Sus manos se aflojaron en mis hombros, y levanté la vista hacia él, mi pecho aún apretado, pero el pánico ya no asfixiante. Su rostro ya no estaba lleno de ira, sino de algo más—algo que no podía descifrar.
—¿Crees que voy a dejar que te quiebres tan fácilmente? —Su voz era baja, todavía áspera en los bordes, pero había algo en sus ojos. No simpatía, no lástima—pero algo parecido a la comprensión. Me golpeó como un puñetazo en el estómago. Ni los guardias ni los científicos del laboratorio habían tenido la decencia de mirarme de esa manera. Era ajeno, tan ajeno que solo podía mirarlo fijamente.

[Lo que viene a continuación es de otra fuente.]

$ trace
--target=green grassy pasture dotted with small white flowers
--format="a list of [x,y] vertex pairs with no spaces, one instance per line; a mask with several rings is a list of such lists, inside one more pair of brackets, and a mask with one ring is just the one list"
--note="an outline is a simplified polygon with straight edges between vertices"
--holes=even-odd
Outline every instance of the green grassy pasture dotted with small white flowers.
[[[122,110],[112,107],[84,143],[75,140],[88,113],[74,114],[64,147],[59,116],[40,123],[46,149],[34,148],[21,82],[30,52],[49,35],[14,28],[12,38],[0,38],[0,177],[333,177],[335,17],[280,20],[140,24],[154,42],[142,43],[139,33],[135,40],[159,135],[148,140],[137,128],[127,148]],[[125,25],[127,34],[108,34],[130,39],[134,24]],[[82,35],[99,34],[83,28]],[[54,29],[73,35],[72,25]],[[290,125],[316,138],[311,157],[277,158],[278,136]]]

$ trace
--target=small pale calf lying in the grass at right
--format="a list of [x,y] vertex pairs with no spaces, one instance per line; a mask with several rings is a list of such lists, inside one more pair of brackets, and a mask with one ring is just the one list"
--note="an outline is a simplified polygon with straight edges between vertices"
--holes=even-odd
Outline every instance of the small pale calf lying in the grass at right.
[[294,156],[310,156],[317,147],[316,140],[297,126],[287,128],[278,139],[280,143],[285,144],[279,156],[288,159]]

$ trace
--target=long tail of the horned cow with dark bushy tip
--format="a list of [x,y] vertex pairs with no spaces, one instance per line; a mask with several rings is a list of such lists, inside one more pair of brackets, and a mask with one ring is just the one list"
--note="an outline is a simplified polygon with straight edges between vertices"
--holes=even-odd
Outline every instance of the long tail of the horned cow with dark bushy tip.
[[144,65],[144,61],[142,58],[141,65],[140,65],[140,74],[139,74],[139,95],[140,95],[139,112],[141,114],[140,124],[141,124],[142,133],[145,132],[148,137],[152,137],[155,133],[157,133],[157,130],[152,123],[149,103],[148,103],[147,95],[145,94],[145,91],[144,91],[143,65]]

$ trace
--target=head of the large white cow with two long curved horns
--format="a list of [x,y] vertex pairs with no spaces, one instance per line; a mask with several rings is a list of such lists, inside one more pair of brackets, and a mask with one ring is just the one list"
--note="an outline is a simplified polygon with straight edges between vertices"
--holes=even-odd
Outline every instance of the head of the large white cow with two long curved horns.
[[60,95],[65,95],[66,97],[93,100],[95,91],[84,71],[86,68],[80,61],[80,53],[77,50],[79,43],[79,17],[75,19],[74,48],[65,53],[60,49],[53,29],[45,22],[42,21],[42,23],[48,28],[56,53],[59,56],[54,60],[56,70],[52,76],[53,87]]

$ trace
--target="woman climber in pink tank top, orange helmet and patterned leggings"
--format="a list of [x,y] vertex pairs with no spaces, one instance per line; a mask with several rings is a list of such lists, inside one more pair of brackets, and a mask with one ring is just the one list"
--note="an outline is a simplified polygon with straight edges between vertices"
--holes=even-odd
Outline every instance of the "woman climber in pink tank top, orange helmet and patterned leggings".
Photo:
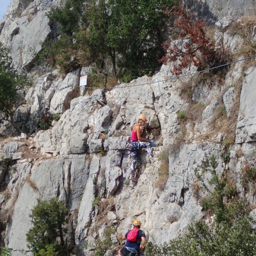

Tragué con dificultad, el sabor del miedo aún espeso en mi boca. No sabía qué decir, mi cuerpo aún temblaba, mi mente aún daba vueltas. Todo lo que podía hacer era intentar recuperar mi aliento, intentar aferrarme al fino hilo de la realidad que quedaba.
Pero una cosa estaba clara—no iba a dejarme ir. Especialmente no con la mirada que tenía ahora mientras me llevaba de vuelta a la cama. No me arrojó; me acostó suavemente, su mano ya sanada. Ni siquiera quedaba un moretón.
Sin decir otra palabra, salió de la habitación.
Me quedé pensando en sus palabras. —No estás allá, estás aquí conmigo.